日常語だと、"hungry"と"angry"が同じ音に聞こえる。 [4] 少なくともぼくには 「お腹すいた」と「怒ってる」ではぜんぜん意味が違うと思わない?でも、そういうことはよくある。
対策として a, i, u, e, oの前にhを補間して意味を理解するクセを持っておくといい。他には文脈で単語を判別してもいいと思う。
ちなみに、このクセはイタリア人もよくやる。
rの音を置き換えた解釈してみよう
フランス語の"r"発音はアメリカ英語の"r"とはまったく違う。フランス語のrのままで英語を話してしまう人もそれなりにいる。フランス語の"r"は日本語のハ行に近い音。
この影響がモロに出やすいのが re-で始まる英単語。例えばreactionならば「ヘアクチョン」という音に近くなる。
主語と動詞のあたりに注意して聴いてみよう
実はここが一番むずかしいポイントだったりする。主語と動詞は文開始を示すマーカーである。そのマーカーを認識できないのはかなり痛い。「コツ」と書いておいて申し訳ないんだが、認識できないものはどうしようもない。素直に聞き返すのが良い。
聞き返すのをためらう必要はない。フランス語会話でもよく「誰が?(qui?)」と質問しあってる。わっかんねぇ、という前提で話を聴く姿勢で十分だと思う。ぼくは、わからないときは"who did what?" と質問してる。[5] なぜか過去形にすると、フランス人が質問を理解してくれやすい。who do what? では理解してくれないことが多々あった。理由は不明。
で、主語と動詞の音が認識できなくなる理由だけど、代名詞とbe動詞、または代名詞とhaveの間で発生しやすいとぼくは思う。例えばこんな感じ。
- I’m が 「アン」に聞こえるから
- he isが「ヒイス」に聞こえるから
- I haveが「アブ」に聞こえるから
フランス人の英語を聴くコツ(文法)
itの代わりに性別つきの代名詞を使いがち
例をみるのが一番いいと思う。
A: I bought a new car yesterday. Look! This is the pic.

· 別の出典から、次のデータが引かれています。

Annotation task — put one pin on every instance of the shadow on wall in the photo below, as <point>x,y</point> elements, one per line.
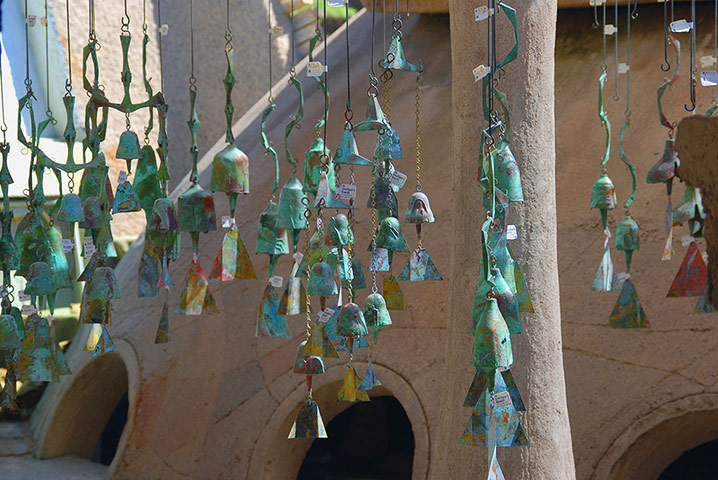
<point>371,441</point>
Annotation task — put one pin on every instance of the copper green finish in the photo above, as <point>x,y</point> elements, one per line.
<point>196,212</point>
<point>627,238</point>
<point>351,321</point>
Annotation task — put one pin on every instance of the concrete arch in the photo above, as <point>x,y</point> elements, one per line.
<point>275,456</point>
<point>94,389</point>
<point>653,442</point>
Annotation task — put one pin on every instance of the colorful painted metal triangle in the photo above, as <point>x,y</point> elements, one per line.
<point>269,322</point>
<point>196,297</point>
<point>628,312</point>
<point>692,277</point>
<point>308,423</point>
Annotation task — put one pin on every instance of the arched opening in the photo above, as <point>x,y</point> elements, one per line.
<point>369,440</point>
<point>91,416</point>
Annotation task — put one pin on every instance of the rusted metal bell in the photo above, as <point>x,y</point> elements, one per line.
<point>292,206</point>
<point>129,146</point>
<point>103,285</point>
<point>92,213</point>
<point>390,236</point>
<point>196,210</point>
<point>419,209</point>
<point>339,233</point>
<point>308,364</point>
<point>375,312</point>
<point>40,280</point>
<point>164,216</point>
<point>351,321</point>
<point>230,171</point>
<point>321,280</point>
<point>665,168</point>
<point>492,341</point>
<point>71,209</point>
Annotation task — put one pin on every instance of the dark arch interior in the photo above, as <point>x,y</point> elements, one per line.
<point>368,441</point>
<point>699,462</point>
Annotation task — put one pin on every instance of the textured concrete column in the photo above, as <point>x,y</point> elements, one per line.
<point>538,366</point>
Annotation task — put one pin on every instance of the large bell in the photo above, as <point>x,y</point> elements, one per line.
<point>419,210</point>
<point>321,280</point>
<point>375,119</point>
<point>665,168</point>
<point>129,146</point>
<point>230,171</point>
<point>351,321</point>
<point>195,209</point>
<point>92,213</point>
<point>71,209</point>
<point>390,236</point>
<point>164,216</point>
<point>492,341</point>
<point>347,152</point>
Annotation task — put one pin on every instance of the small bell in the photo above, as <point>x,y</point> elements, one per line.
<point>347,152</point>
<point>351,321</point>
<point>419,210</point>
<point>603,197</point>
<point>71,209</point>
<point>196,212</point>
<point>627,238</point>
<point>321,280</point>
<point>665,168</point>
<point>375,119</point>
<point>164,216</point>
<point>129,146</point>
<point>492,341</point>
<point>92,213</point>
<point>230,171</point>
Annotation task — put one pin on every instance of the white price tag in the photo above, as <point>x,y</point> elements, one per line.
<point>67,245</point>
<point>315,69</point>
<point>681,26</point>
<point>480,72</point>
<point>398,179</point>
<point>501,399</point>
<point>325,315</point>
<point>709,78</point>
<point>348,191</point>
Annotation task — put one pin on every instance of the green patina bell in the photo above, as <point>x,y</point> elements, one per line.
<point>230,171</point>
<point>351,321</point>
<point>339,232</point>
<point>390,236</point>
<point>347,152</point>
<point>375,312</point>
<point>627,238</point>
<point>321,280</point>
<point>164,216</point>
<point>419,210</point>
<point>195,209</point>
<point>665,168</point>
<point>603,196</point>
<point>375,119</point>
<point>71,209</point>
<point>92,213</point>
<point>492,341</point>
<point>129,147</point>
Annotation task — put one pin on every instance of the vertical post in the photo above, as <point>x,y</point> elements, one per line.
<point>538,365</point>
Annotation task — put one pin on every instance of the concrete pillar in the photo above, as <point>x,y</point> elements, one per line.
<point>538,366</point>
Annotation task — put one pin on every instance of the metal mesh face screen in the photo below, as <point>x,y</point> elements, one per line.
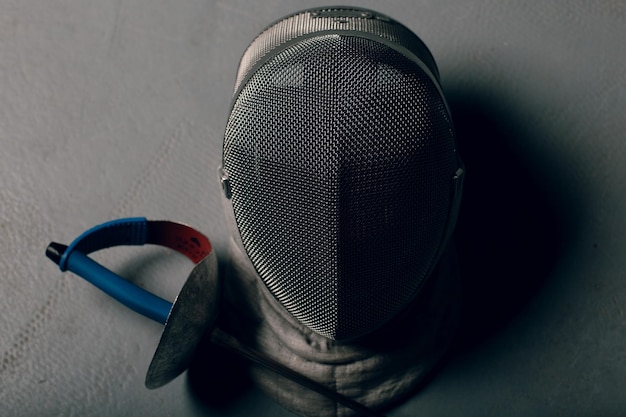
<point>340,154</point>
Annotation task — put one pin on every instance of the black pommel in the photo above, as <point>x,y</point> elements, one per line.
<point>55,251</point>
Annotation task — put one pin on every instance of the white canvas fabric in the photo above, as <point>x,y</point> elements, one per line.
<point>376,371</point>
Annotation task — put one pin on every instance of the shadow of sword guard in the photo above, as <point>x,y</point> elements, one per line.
<point>195,310</point>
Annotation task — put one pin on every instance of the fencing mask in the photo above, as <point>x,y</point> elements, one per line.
<point>340,167</point>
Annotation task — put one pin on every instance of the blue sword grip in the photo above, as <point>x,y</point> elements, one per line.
<point>132,296</point>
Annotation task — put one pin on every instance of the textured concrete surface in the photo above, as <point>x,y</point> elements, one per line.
<point>117,108</point>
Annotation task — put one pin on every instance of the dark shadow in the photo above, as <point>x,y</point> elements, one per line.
<point>509,234</point>
<point>217,377</point>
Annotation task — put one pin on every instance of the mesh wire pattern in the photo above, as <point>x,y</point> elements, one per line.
<point>340,154</point>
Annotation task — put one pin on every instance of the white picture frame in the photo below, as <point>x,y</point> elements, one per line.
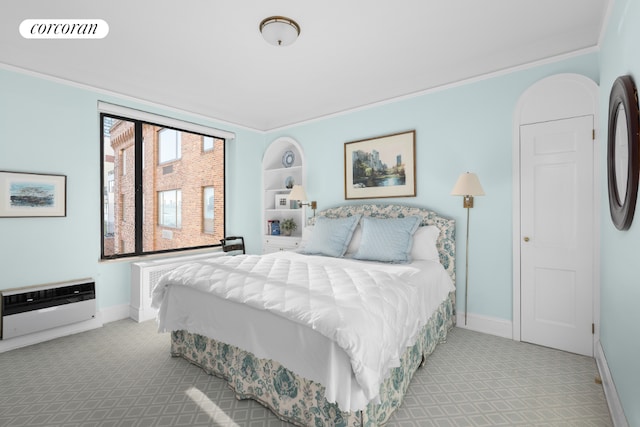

B: She is cool! (正解は It is cool! )
トンチンカンな会話に聞こえてしまうかもしれない。「え?sheってだれ???」みたいな気分になるだろう。ぼくはよくそう思ってた。
この間違いはロマンス語を知らない人には奇妙に聞こえるかもしれない。原因は、ロマンス語系では自動車が女性名詞であること。フランス語の代名詞では自動車にelle(彼女)を割り当てる。
きっと、この間違いをするフランス人の頭の中では女性名詞のイメージのまま英単語を当てはめてるのだろう。
対策として、代名詞を聞い時に表現可能なぜんぶ単語に対して解釈を試してみるといい。せいぜい、対象は1個か多くても3個くらいのはずだ。はじめは苦戦するが、慣れてくれば解釈スピードが早くなる。
単純過去の表現を間違えがち
例えばこんな感じ。
“I’m knew the fact" (正解は I knew the fact)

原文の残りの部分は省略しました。